KOTA VATIKAN (UCAN) – Paus Benediktus XVI meminta agar semua sandera di berbagai zona konflik dibebaskan, termasuk seorang pekerja Palang Merah asal Italia yang disandera oleh pria-pria bersenjata di Filipina bagian selatan.
Eugenio Vagni, 62, disandera pada 15 Januari di Sulu dan belum dilepaskan oleh kelompok ekstrimis Abu Sayyaf. Dua rekannya — Mary Jean Lacaba dari Filipina dan Andreas Notter dari Switzerland – yang diculik bersamanya telah dibebaskan.
Paus menyampaikan permohonan itu di akhir audiensi mingguan publiknya di Lapangan Santo Petrus pada 24 Juni, ketika memperingati 150 tahun dari apa yang kemudian menjadi International Federation of Red Cross and Red Crescent Societies.
“Saya menggunakan momen ini untuk meminta agar semua orang yang disandera di berbagai daerah konflik dibebaskan dan, sekali lagi, agar Eugenio Vagni dibebaskan,” kata paus kepada ribuan orang, termasuk para peziarah dari Filipina.
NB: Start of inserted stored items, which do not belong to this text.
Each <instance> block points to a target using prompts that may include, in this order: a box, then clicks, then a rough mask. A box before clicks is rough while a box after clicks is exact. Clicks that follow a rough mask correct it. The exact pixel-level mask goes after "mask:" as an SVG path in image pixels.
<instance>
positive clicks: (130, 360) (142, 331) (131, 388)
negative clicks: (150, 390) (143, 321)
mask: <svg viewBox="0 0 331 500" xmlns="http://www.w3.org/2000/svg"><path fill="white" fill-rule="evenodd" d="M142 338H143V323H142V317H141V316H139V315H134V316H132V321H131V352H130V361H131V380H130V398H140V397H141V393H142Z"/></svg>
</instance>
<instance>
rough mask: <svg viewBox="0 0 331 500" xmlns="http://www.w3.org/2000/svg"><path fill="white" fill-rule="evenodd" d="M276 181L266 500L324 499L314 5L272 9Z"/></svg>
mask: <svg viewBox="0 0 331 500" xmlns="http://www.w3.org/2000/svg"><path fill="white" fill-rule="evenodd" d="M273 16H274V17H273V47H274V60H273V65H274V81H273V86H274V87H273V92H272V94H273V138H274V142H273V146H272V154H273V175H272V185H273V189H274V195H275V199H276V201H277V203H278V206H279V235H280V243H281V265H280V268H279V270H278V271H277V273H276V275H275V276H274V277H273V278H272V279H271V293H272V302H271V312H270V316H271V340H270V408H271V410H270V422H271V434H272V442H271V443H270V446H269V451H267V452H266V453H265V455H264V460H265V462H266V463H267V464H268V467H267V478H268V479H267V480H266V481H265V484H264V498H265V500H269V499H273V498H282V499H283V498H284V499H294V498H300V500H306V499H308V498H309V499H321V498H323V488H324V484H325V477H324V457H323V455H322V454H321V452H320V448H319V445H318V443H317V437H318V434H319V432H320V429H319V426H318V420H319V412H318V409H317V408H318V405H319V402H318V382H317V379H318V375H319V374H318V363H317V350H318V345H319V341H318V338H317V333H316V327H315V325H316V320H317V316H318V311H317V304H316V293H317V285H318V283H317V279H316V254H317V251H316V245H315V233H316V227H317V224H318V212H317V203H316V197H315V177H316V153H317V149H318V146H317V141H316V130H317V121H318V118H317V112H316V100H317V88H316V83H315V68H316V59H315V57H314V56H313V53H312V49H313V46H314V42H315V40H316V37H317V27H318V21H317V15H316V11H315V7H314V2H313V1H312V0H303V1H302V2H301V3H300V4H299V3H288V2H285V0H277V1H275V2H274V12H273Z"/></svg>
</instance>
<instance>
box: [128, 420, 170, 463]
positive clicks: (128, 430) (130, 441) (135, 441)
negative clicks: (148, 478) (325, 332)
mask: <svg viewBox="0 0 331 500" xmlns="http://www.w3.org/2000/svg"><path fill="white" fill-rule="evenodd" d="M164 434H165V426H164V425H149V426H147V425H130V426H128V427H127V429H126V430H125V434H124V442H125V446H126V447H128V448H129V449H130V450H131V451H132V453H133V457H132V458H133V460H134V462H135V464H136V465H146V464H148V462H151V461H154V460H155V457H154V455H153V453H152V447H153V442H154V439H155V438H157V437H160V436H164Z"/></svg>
Pada Maret, paus telah meminta agar semua ketiga sandera itu dibebaskan.
Keluarga Vagni yang gundah menyambut baik permohonan kembali paus itu. “Sekali lagi, paus menangkap penderitaan kami dan memberi pengharapan kepada kami,” demikian keluarga dari pria yang disandera itu kepada harian Katolik Italia “Avvenire.”
Pada saat yang sama ketika paus menyampaikan permohonan, Khwuan Phungket, istri Vagni asal Thailand yang berusia 36 tahun, mengeluarkan sebuah surat terbuka yang meminta masyarakat “menemukan pemecahan atas situasi tragis yang dialami suami saya.” Dia meminta pemerintah dan parlemen Italia untuk “segera melakukan intervensi” agar suaminya bisa dibebaskan.
“Setiap hari berlalu, kesulitan bagi keluarga saya semakin sulit,” kata perempuan itu. Kedua anak kami membutuhkan ayah mereka.” Dia mengatakan, dia terakhir kali berbicara dengan Vagni lewat telpon pada 2 Juni, “namun sejak saat itu saya tidak tahu apakah dia masih hidup atau sudah mati,” kata Khwuan.
“Tidak ada lagi waktu untuk menunggu. Kondisi kesehatan suami saya kurang baik. Dia butuh pemeriksaan kesehatan,” tegas perempuan itu.
Pada 30 Maret, paus pertama kali meminta agar Vagni dibebaskan. Pada saat itu, hidup ketiga sandera itu benar-benar dalam bahaya karena kepungan tentara terhadap para penculik semakin merapat.
Itulah saatnya paus meminta demi “alasan dan rasa kemanusiaan” untuk “tidak melakukan kekerasan dan ancaman,” dan menyerukan kepada pemerintah Filipina untuk “mengutamakan solusi damai atas peristiwa dramatis ini.”
Permintaan kedua paus agar Vagni dibebaskan itu mengingatkan bagaimana tepat 150 tahun lalu lahir sebuah gagasan “adanya sebuah gerakan yang besar untuk menolong para korban perang.”
Sejak saat itu, lanjut paus, “nilai-nilai universalitas, netralitas, dan kemerdekaan pelayanan memperoleh dukungan jutaan relawan dari seluruh dunia, yang menciptakan pentingnya perlindungan terhadap kemanusiaan dan solidaritas di berbagai konteks perang dan konflik, dan di banyak situasi darurat.”
Paus juga mengungkapkan harapan bahwa orang-orang muda hendaknya secara khusus “membuat komitmen konkret” terhadap alasan “yang sangat pantas” ini.